Finding Ways To Say Yes

Date: September 14, 2020 l Author: Holly Fregin, MS

One great way that parents can build trust and relationship with their kids is by finding more ways to say “yes.” For me, it feels like most days the answer to any question my child asks me is “no.” I might not even stop to think about what is being asked – it’s just easier or more convenient for me to say no in that moment. Can you relate?

Imagine if next time this scenario happened to you and me, we paused for a moment before responding. Is there is a way to say yes to what our child is requesting?

My daughter loves to help me cook in the kitchen. Oftentimes, I find myself saying no because I’m in a hurry and it creates more of a mess to clean up after— but what if the next time she asks me to help me cook dinner, I stop and see this moment as an opportunity to connect with her and build trust?

By looking for a way to say “yes” before saying “no,” my daughter feels heard, valued and loved. Though it may take a bit longer for me to clean up afterwards, through cooking we have a chance to strengthen our relationship.

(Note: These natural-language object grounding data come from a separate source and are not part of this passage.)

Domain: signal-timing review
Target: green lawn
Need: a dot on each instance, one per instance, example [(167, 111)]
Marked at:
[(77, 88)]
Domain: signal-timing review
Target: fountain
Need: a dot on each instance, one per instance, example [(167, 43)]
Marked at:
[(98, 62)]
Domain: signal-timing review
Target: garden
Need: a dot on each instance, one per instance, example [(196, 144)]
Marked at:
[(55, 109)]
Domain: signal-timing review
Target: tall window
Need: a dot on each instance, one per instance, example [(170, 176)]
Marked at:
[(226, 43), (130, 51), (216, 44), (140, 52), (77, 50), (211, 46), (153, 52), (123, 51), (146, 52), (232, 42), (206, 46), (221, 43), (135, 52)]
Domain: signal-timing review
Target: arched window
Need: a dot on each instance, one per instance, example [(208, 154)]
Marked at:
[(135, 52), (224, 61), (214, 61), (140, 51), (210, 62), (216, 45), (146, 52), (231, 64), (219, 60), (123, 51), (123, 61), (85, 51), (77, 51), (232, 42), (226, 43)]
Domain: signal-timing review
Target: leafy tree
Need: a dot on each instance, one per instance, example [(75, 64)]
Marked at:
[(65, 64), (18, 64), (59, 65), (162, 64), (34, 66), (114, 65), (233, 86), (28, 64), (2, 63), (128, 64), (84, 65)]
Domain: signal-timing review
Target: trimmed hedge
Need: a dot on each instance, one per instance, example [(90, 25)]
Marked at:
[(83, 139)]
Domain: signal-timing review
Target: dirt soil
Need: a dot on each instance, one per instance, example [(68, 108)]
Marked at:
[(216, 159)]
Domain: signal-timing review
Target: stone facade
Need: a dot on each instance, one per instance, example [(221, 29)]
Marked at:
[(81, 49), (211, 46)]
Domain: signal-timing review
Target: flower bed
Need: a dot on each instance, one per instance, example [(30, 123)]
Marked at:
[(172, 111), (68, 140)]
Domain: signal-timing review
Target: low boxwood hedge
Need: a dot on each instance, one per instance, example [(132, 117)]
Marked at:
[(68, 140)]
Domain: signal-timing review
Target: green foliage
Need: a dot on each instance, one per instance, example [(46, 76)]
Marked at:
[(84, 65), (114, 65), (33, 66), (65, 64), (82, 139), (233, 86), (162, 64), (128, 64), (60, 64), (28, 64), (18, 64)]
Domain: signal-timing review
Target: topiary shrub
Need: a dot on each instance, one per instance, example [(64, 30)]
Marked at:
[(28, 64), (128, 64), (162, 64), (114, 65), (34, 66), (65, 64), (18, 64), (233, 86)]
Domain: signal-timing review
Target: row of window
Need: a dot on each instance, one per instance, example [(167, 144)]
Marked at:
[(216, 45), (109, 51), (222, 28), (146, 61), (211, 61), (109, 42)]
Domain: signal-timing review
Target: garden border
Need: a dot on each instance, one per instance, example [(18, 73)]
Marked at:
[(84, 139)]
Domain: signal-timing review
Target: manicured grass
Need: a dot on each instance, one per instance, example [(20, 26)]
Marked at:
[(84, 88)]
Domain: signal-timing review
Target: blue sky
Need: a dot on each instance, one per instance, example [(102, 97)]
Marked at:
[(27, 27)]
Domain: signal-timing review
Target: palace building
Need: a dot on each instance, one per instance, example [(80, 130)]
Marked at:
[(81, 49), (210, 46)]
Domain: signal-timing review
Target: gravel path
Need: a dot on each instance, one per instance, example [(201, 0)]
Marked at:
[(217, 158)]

I know what you’re thinking— “But what if I say yes all the time, won’t that make accepting a no so much harder for my kids?” Studies have actually found that saying yes more often (when it’s a healthy and safe option to do so) strengthens your relationship with your kids so that when you have to say no, they can better trust you and accept that answer.

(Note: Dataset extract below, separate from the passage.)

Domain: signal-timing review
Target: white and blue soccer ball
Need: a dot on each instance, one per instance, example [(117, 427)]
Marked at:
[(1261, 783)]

Of course, there are times when saying yes may not be an option and may not be in your child’s best interest. Limit setting is important to keep our kids healthy and safe. To avoid their disappointment ahead of time, try explaining to them– “I want to say yes as much as I can because it brings me so much joy and I will always look for ways to do that, but when I need to say no, I need you to trust me and accept that no.”

Application Activity: Create a “Yes” Basket

A “Yes” basket is a tool you can use to communicate care and safety to your kids. Since food can be a trigger for kids that have experienced trauma, fill a basket up with healthy snacks available whenever they need them. When they ask for a snack from the basket, make sure your answer is always “yes.”

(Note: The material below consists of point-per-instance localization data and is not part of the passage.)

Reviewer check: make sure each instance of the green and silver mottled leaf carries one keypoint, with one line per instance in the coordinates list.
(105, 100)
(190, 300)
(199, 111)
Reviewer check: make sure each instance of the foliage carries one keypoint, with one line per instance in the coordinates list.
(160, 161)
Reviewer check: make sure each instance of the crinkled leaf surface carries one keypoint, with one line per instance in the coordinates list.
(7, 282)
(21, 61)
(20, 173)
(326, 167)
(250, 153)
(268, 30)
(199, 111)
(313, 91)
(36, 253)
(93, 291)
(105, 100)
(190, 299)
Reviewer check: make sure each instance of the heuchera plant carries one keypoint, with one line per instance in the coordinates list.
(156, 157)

This helps support connection and trust with you, and also helps them practice using their words to get their needs met.

If limits are needed (i.e. it’s the third time they’ve asked, it’s right before dinner or right at bedtime, etc.) here’s how to set them:
- Start by switching your “no” with a “yes”
- Set a limit
- Give an alternative

For example, you can say to your child, “Yes, you can have that snack. We’re about to eat dinner so you can put it in your pocket or on the table next to you and as soon as dinner is done, you may eat it.”

Bonus: You can even take this basket a step further and add additional items to it such as activities you can do together. Have each family member write an activity they’d like to do on a small piece of paper, add it to the basket and take turns drawing one out every weekend!